Giovanni Lorenzini
Cronaca

Dal seminario al mitra. "Ora sono cambiato. Ma il male che ho fatto non ha giustificazione"

Parla Massimo Battini, condannato per terrorismo e triplice omicidio, dopo la lettera ai familiari delle vittime dell’agguato ai carabinieri del ’75. "Di quell’uomo non è rimasto più niente, anch’io fatico a riconoscermi"

I funerali di stato dei carabinieri uccisi nel 1975 nei pressi di Querceta. Nel riquadro, Massimo Battini

Viareggio, 27 ottobre 2023 – Oggi è un’altra persona. Ma 48 anni fa, all’alba del 22 ottobre 1975, non esitò a sparare raffiche di mitra contro un gruppo di poliziotti, uccidendone tre, che stavano facendo una perquisizione in una casa di Montiscendi, vicino a Querceta: cercavano lui, Massimo Battini.

All’epoca aveva 26 anni, un passato da seminarista, ma poi finito sulla strada del crimine, evaso dal carcere, una fedina penale ricca di reati e condanne, ritenuto responsabile di una serie di rapine che in quell’estate avevano punteggiato il territorio versiliese.

Scontata la pena per il triplice omicidio volontario, chi è oggi Massimo Battini?

"Del ‘vecchio’ Massimo Battini – risponde – non c’è rimasto niente se non nel fisico che muta nel tempo. Anch’io che ho vissuto questa storia drammatica e per certi versi incredibile, riesco a riconoscermi in quel Massimo. Sono in pensione e faccio il volontario in una struttura di disagio sociale a Roma. Parlo poco del mio passato ma quei pochi con cui mi sono confidato sono rimasti stupiti, meravigliati... da non credere".

Quel 22 ottobre 1975 sotto i colpi di mitra e pistola di Massimo Battini (sparò anche Giuseppe Federigi, 20 anni) rimasero senza vita il brigadiere Gianni Mussi, gli appuntati Domenico Lombardi e Armando Femiano, tutti sposati e con figli; venne ferito gravemente il maresciallo Giovambattista Crisci (scomparso due anni fa). Battini venne arrestato e il giorno dopo si proclamò prigioniero politico, appartenente all’organizzazione “Lotta armata per il comunismo”. Anni dopo, arrivò la dissociazione e lo sconto di pena, per gli effetti della legge Gozzini, deterrente contro il terrorismo degli anni di piombo: morale, dall’ergastolo con fine pena mai, a 30 anni di reclusione. "Agli scettici che hanno sempre dubitato della mia dissociazione – dice Battini – rispondo che la magistratura e gli esperti di terrorismo hanno riconosciuto questo status".

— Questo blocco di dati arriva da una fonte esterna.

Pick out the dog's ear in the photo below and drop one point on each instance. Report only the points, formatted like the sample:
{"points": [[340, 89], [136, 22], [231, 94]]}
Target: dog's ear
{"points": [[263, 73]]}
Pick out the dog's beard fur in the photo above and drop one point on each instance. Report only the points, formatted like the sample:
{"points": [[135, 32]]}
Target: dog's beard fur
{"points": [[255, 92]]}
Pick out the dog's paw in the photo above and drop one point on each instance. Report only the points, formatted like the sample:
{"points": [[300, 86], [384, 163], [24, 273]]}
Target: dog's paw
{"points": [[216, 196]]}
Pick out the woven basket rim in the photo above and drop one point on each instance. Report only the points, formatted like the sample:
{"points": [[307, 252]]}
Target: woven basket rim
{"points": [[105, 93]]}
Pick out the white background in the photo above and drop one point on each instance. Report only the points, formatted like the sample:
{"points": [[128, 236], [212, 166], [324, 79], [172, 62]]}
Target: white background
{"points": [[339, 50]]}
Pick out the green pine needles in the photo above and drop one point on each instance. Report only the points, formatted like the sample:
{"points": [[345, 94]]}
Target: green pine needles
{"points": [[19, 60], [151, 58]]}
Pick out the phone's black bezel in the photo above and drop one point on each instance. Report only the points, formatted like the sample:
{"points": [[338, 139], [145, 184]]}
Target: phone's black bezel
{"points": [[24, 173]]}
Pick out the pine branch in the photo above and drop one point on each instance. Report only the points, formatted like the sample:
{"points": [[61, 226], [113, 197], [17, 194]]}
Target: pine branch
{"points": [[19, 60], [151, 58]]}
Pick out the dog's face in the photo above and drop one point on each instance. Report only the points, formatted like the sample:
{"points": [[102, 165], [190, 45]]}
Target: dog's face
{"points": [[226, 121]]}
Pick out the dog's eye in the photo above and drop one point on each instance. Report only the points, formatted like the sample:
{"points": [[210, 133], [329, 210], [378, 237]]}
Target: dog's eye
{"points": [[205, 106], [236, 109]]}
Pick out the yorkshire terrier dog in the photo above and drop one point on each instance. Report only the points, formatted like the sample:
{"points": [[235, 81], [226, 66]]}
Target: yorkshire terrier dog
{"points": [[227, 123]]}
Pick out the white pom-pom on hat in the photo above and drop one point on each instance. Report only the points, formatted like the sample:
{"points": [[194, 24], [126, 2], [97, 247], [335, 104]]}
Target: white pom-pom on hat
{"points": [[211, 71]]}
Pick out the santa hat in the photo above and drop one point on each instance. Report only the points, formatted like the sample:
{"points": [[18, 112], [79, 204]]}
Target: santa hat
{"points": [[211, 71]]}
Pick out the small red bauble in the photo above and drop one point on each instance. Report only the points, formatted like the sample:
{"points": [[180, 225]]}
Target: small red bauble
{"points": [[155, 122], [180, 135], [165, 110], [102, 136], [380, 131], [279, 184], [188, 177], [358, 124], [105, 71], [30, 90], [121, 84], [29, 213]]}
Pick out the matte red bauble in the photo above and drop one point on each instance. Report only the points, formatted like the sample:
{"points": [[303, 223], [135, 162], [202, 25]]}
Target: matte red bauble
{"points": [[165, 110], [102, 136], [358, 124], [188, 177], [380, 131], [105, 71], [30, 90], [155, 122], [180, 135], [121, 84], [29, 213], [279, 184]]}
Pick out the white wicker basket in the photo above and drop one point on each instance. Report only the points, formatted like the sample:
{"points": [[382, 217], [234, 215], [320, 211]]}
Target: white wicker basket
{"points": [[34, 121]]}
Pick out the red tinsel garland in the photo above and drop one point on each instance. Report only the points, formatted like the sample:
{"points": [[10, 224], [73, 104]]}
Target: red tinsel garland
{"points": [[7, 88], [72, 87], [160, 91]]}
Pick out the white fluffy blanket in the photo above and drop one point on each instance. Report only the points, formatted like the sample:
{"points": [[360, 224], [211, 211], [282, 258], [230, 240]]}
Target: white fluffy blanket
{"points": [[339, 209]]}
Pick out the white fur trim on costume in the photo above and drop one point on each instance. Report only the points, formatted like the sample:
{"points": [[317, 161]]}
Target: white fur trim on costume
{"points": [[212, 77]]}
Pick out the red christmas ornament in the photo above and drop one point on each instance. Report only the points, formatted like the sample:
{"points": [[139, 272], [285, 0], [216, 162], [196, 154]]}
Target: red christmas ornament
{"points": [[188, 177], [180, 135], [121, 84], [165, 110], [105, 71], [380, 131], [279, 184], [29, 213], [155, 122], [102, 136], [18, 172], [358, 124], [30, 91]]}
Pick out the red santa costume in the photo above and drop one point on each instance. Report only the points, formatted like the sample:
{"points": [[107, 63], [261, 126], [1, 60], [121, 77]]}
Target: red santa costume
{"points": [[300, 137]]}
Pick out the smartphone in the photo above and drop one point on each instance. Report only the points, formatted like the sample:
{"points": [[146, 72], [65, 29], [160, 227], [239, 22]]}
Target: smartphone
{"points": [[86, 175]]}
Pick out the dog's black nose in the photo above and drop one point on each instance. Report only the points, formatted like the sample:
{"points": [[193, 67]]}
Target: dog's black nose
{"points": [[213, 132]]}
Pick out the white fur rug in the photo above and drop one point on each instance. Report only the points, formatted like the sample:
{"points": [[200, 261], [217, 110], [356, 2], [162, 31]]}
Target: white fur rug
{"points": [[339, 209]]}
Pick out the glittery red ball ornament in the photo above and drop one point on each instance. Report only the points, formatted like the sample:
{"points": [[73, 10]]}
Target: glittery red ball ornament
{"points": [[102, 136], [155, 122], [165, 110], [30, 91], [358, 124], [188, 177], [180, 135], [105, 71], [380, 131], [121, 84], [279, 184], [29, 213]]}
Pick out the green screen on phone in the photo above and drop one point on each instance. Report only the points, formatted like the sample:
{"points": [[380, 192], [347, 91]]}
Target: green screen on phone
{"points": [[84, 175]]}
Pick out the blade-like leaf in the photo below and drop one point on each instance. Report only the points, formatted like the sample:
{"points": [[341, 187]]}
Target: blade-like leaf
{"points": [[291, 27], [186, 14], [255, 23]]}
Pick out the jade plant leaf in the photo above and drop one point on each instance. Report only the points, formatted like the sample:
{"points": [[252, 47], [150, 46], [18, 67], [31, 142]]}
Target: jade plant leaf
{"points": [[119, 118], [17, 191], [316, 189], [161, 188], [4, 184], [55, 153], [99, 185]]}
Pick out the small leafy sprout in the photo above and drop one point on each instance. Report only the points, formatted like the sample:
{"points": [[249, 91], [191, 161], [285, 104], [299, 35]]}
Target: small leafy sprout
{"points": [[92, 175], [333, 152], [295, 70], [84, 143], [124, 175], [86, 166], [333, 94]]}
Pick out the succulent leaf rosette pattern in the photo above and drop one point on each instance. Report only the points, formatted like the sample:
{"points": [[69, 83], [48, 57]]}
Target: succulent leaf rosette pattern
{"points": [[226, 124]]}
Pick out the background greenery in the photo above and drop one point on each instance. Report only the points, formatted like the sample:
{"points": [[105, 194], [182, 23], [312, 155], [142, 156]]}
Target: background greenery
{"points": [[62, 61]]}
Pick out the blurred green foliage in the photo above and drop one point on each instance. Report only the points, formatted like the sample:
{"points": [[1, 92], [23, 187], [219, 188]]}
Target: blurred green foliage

Il 2 marzo 2003, Massimo Battini ha vissuto l’ultimo giorno di detenzione.

"Una volta fuori dal carcere – racconta – mi hanno aiutato la chiesa e la Caritas di Roma. Ho lavorato nelle prime strutture per i malati di Aids, nelle case famiglia per ragazze madre e minori. Queste esperienze mi hanno fatto ancora crescere".

Cinque giorni fa, il giorno dell’anniversario della strage di Querceta, Massimo Battini ha scritto una lettera aperta pubblicata dal nostro giornale, ai familiari delle vittime: "Da tempo mi sono speso nel bene, nella solidarietà, nella pace. È con questi ritrovati valori che mi avvicino a chi fu vittima, senza chiedere niente, in silenzio. Non ho chiesto il perdono e non mi aspetto questo da chi fu duramente colpito negli affetti. Solo Dio misericordioso, che conosce il mio cuore, potrà farlo". Ma il silenzio è rimasto tale, come quando nel 1986 scrisse a Crisci chiedendo un incontro. Che non c’è mai stato.